Büromuzun kuş müdavimlerinden biri. Serçelerimiz ve kumrularımız da var. Açılan her camdan, buyur muyur beklemeden girerler üstelik. Ablam Hülya kuştan da korkuyor galiba, geçen gün attığı çığlıktan anladık!

Çarşamba, Eylül 20, 2006

Yoğurtlu havuç ezme


En kolayından meze işte. Yapılışında bir iki teferruat var o kadar. Havuçları bildiğiniz gibi haşlamaya başlayın önce tuzlu su içinde, teflon tencerede olsun ama. Suyunu çeksin iyice, o arada da yumuşayıp pişmiş olsunlar. Tahta kaşıkla evire çevire kızartırmış gibi yapın sonra ama sakın dibini tuttururmuş gibi değil. İkisinin arasında kıl payı var çünkü... Bu haliyle havuç kestane gibi lezzetlenir. Henüz sıcakken sızmayı katarak ezin havuçları, dişe gelir gibi irice.



Derken de sarmısak ilave edilecek istendiği kadar, incecikten dereotu, kıvamınca da süzme yoğurt.

Ancak bu kadar tadı yerli yerinde bir yoğurtlu havuç olabilir.

Bir de şu yoğurt patlayıp fotoğraflarımın keyfini bozmasa. Nasıl çekiliyor yoğurtlu resimler sahi? İlle de gün ışığında mı?


Cumartesi, Eylül 16, 2006

Tatlı kabak, otlu peynir, bacon vesaire

Olmadık yemekler yapmak. Oldurmak. Yine başardım. “Anlattttt,” diyorum kendime, gecenin bir vaktinde...

Tatlı kabak ama küçücük. Süs diye alıp koydum önce, iki tane mutfak masamın üzerine; kalaylı bir kap içinde durup durdular öyle, aman ne güzellerdi... Seyreylemem sürdü günlerce. Sonra pişirmek, yemek geldi içimden.


Otlu peynir var buzdolabında. Bızzzzt... Bayat ekmek, kara ekmek, çok tahıllı ekmek ya da; hangisi varsa; bende çok tahıllı kapkara kupkuru bir dilim var, o da buzdolabında. O da bızzzzt. Şamfıstık az ama korkudan az, bir dahaki sefere boool bol koyulacak, yakıştı çok.

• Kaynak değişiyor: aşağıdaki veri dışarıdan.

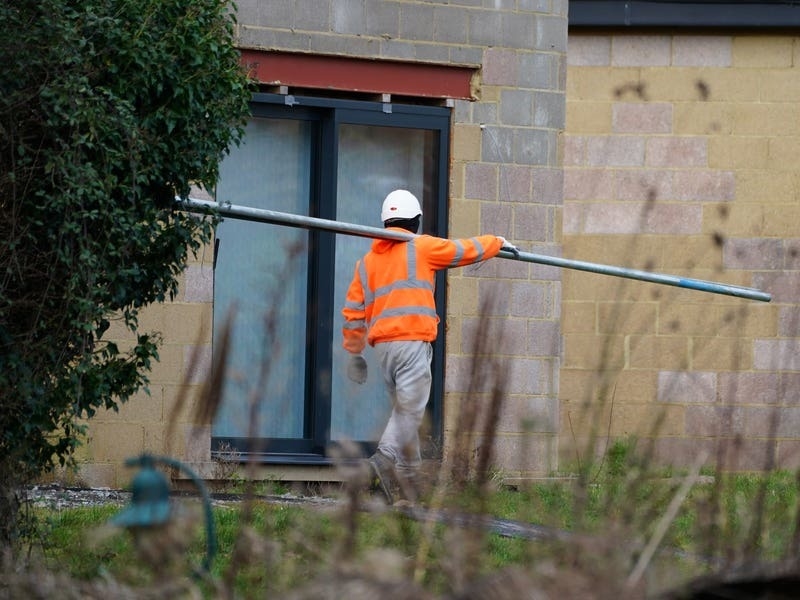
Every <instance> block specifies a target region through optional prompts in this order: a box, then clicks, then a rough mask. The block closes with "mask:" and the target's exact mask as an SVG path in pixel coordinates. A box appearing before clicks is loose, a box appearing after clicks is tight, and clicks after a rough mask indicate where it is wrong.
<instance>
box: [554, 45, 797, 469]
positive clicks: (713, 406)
mask: <svg viewBox="0 0 800 600" xmlns="http://www.w3.org/2000/svg"><path fill="white" fill-rule="evenodd" d="M799 51H800V46H798V40H797V38H793V37H790V36H747V35H743V34H737V35H616V34H608V35H586V34H580V33H576V34H570V36H569V52H568V64H569V67H568V78H567V120H566V122H567V133H566V139H565V150H564V213H563V233H564V237H563V242H564V255H565V256H567V257H570V258H582V259H586V260H591V261H595V262H603V263H609V264H617V265H623V266H628V267H635V268H642V269H649V270H653V271H659V272H666V273H673V274H681V275H685V276H688V277H696V278H701V279H710V280H714V281H721V282H728V283H733V284H739V285H747V286H753V287H757V288H759V289H763V290H766V291H769V292H771V293H772V294H773V298H774V299H773V301H772V302H771V303H770V304H762V303H757V302H754V301H747V300H740V299H733V298H728V297H725V296H714V295H710V294H705V293H700V292H693V291H685V290H678V289H675V288H666V287H663V286H656V285H654V284H645V283H641V282H633V281H627V280H622V279H617V278H610V277H604V276H601V275H591V274H583V273H578V272H567V271H565V273H564V276H563V305H562V329H563V333H564V358H563V364H562V369H561V388H560V401H561V428H560V432H561V436H560V437H561V443H560V452H561V456H562V459H563V460H565V461H569V460H573V461H574V460H576V459H577V457H579V456H582V455H584V456H585V455H586V454H588V453H591V452H593V451H595V450H596V451H602V449H603V448H604V447H605V446H606V442H607V440H608V438H609V437H617V436H619V437H625V436H630V435H635V436H637V437H639V438H641V439H642V442H643V443H644V442H647V443H648V444H649V445H650V447H651V448H652V450H653V452H654V454H655V456H656V457H657V458H658V459H659V460H660V461H663V462H668V463H676V464H679V465H686V464H688V463H689V462H691V461H692V460H693V459H694V457H695V456H696V455H697V454H698V452H699V451H701V450H707V451H708V452H709V455H710V458H709V462H715V461H720V462H721V464H723V465H724V466H725V467H726V468H729V469H734V470H753V469H764V468H769V467H771V466H774V465H778V466H782V467H787V468H789V467H791V468H796V467H797V466H798V465H800V429H799V428H798V427H797V424H798V423H797V419H798V414H799V412H800V409H799V408H798V406H799V405H798V401H799V400H800V360H798V358H797V357H798V356H800V301H799V300H798V298H800V259H798V249H799V248H800V199H799V198H798V190H799V189H800V187H799V186H798V184H799V183H800V179H799V178H798V171H797V168H796V156H797V153H796V150H797V149H798V148H800V119H798V117H800V108H798V104H797V92H798V91H799V90H800V72H799V71H798V67H797V65H798V57H799V56H800V55H799V54H798V52H799Z"/></svg>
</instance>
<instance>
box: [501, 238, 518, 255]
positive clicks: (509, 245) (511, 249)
mask: <svg viewBox="0 0 800 600" xmlns="http://www.w3.org/2000/svg"><path fill="white" fill-rule="evenodd" d="M497 239H499V240H500V250H505V251H506V252H511V254H513V255H514V256H519V248H517V247H516V246H515V245H514V244H512V243H511V242H509V241H508V240H506V238H504V237H503V236H502V235H498V236H497Z"/></svg>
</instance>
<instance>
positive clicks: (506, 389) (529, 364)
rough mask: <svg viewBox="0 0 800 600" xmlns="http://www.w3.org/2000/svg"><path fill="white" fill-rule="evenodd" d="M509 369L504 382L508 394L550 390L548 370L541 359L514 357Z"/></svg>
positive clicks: (544, 363)
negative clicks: (509, 368) (507, 375)
mask: <svg viewBox="0 0 800 600" xmlns="http://www.w3.org/2000/svg"><path fill="white" fill-rule="evenodd" d="M509 371H510V372H509V374H508V380H507V381H506V382H505V384H506V391H507V392H508V393H510V394H545V393H547V392H548V391H550V384H549V377H548V376H547V373H549V370H548V369H547V367H546V363H545V362H544V361H542V360H536V359H523V358H515V359H514V361H513V362H512V363H511V366H510V369H509Z"/></svg>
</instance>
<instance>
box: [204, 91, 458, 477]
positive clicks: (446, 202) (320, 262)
mask: <svg viewBox="0 0 800 600" xmlns="http://www.w3.org/2000/svg"><path fill="white" fill-rule="evenodd" d="M251 114H252V116H253V117H265V118H289V119H301V120H309V121H313V122H315V123H316V124H317V127H316V132H315V136H316V139H315V140H314V148H313V153H312V154H313V155H312V160H311V164H312V173H310V174H309V177H310V190H311V197H310V198H309V215H310V216H312V217H319V218H323V219H330V220H335V219H336V214H335V211H336V189H337V167H338V162H337V161H338V154H337V148H338V131H339V126H340V125H341V124H354V125H371V126H386V127H399V128H410V129H424V130H428V131H434V132H438V135H436V141H437V143H438V157H437V161H436V167H437V171H438V172H437V173H436V175H435V178H434V179H435V181H434V182H433V185H434V186H435V188H436V193H435V202H434V206H435V209H434V215H432V216H431V217H432V218H431V219H430V220H426V223H425V225H426V231H425V233H430V234H432V235H437V236H439V237H447V235H448V221H449V218H448V212H447V211H448V202H447V198H448V192H449V190H448V184H449V161H450V130H451V122H452V111H451V109H449V108H447V107H443V106H430V105H420V104H407V103H396V102H375V101H370V100H353V99H336V98H327V97H318V96H301V95H298V96H295V95H291V94H274V93H256V94H253V96H252V100H251ZM325 157H328V158H325ZM336 235H338V234H334V233H332V232H327V231H318V230H310V232H309V259H308V260H309V262H308V271H307V275H308V278H309V279H308V284H309V285H308V295H309V296H308V297H309V300H312V299H314V298H322V299H323V300H320V301H319V310H318V313H317V315H316V319H315V318H314V316H315V315H313V314H312V313H311V311H309V314H308V316H307V321H306V331H307V336H308V337H314V338H318V339H320V340H332V341H333V343H337V341H338V340H339V338H340V336H341V333H340V329H341V312H340V311H341V304H342V303H343V301H344V299H343V298H335V297H334V294H333V285H334V278H333V275H332V274H333V272H334V269H333V266H334V256H335V253H334V252H333V249H334V240H335V236H336ZM435 296H436V306H437V313H438V314H439V318H440V322H439V330H438V337H437V341H436V342H435V343H434V346H433V360H432V370H433V373H434V377H433V382H432V386H431V398H430V401H429V402H428V406H427V411H428V415H429V417H430V419H431V423H432V427H431V435H432V437H433V438H434V443H433V445H432V448H427V449H426V450H427V453H428V454H430V453H431V452H432V451H433V450H436V449H439V448H441V447H442V444H441V437H442V434H443V404H444V372H445V354H446V353H445V348H444V340H445V336H444V323H445V315H446V311H447V307H446V273H445V272H444V271H442V272H439V273H438V274H437V279H436V291H435ZM215 300H216V298H215ZM309 305H312V303H310V304H309ZM214 314H215V315H216V311H214ZM215 318H216V316H215ZM213 346H214V340H213V339H212V348H213ZM306 358H307V361H306V372H305V374H304V380H305V388H304V398H303V402H304V414H305V419H304V427H303V429H304V434H303V436H304V437H303V438H302V439H301V438H247V437H222V436H214V435H213V432H212V436H211V454H212V457H215V456H226V457H229V456H230V455H231V452H235V453H237V454H240V455H241V457H242V460H243V461H245V460H252V461H255V462H258V463H265V464H287V465H321V464H330V463H331V462H332V460H331V459H330V458H329V457H328V455H327V454H328V452H327V450H328V448H330V447H331V446H332V445H334V446H335V445H336V442H332V441H331V440H330V439H329V433H328V428H329V426H330V423H331V394H330V392H327V393H326V391H325V387H326V385H328V382H326V381H323V380H322V378H321V377H316V376H315V374H316V373H319V372H321V369H324V368H326V367H328V368H329V367H330V365H331V364H332V351H331V345H330V344H327V343H326V342H325V341H323V342H322V343H320V344H314V349H313V350H309V351H308V354H307V357H306ZM328 387H330V386H328ZM361 445H362V446H363V451H364V452H365V454H366V453H370V452H372V451H374V449H375V446H376V442H362V443H361Z"/></svg>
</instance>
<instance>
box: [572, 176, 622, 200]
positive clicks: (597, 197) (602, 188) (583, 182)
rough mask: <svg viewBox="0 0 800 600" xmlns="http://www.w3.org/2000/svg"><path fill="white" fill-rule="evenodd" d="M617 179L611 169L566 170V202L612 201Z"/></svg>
mask: <svg viewBox="0 0 800 600" xmlns="http://www.w3.org/2000/svg"><path fill="white" fill-rule="evenodd" d="M615 189H616V178H615V175H614V171H612V170H610V169H565V170H564V200H602V199H607V200H611V199H612V198H614V196H615Z"/></svg>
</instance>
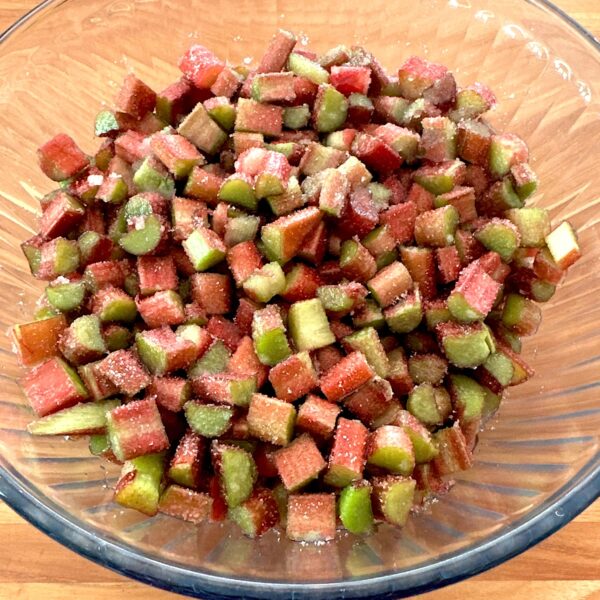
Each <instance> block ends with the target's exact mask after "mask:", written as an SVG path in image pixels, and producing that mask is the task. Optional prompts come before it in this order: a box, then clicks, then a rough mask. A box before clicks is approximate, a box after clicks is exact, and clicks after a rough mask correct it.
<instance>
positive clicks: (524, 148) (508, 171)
mask: <svg viewBox="0 0 600 600" xmlns="http://www.w3.org/2000/svg"><path fill="white" fill-rule="evenodd" d="M528 158H529V150H528V149H527V145H526V144H525V142H524V141H523V140H522V139H521V138H520V137H518V136H516V135H514V134H513V133H503V134H501V135H493V136H492V140H491V143H490V151H489V162H488V168H489V171H490V173H491V174H492V176H493V177H495V178H497V179H501V178H502V177H504V176H505V175H508V173H509V172H510V169H511V167H513V166H514V165H518V164H520V163H524V162H527V160H528Z"/></svg>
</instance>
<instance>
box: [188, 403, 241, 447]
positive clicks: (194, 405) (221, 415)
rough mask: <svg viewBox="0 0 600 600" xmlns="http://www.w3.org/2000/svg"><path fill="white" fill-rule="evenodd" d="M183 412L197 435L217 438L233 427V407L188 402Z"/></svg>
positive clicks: (212, 437)
mask: <svg viewBox="0 0 600 600" xmlns="http://www.w3.org/2000/svg"><path fill="white" fill-rule="evenodd" d="M183 410H184V412H185V418H186V420H187V422H188V425H189V426H190V427H191V428H192V430H193V431H195V432H196V433H197V434H199V435H201V436H203V437H207V438H215V437H219V436H220V435H223V434H224V433H225V432H226V431H227V430H228V429H229V426H230V425H231V419H232V418H233V411H234V409H233V407H232V406H226V405H224V404H221V405H216V404H200V403H199V402H193V401H192V402H186V403H185V405H184V407H183Z"/></svg>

Kabak kabukları soyulacak, ikiye bölünecek ve içleri oyulacak. Diri haşlamak tabiri caizse, öyle, hafifçe haşlanacak; az tuzla.

Oyulmuş kabaklar az önce bızzztlanan içle doldurulacak. Orta yerine sekiz on yaprak reyhan gömülecek, parmak hareketiyle doldurduğumuz içlerin ortasına doğru iterek. Üstüne kenarlardan içine doğru iterek, kocaman bacon dilimleri çepeçevre dolandırılacak. Sızma eksik kalmasın aman, keyfinizce sızmalansın kabaklar. Karabiberi de keyfe keder...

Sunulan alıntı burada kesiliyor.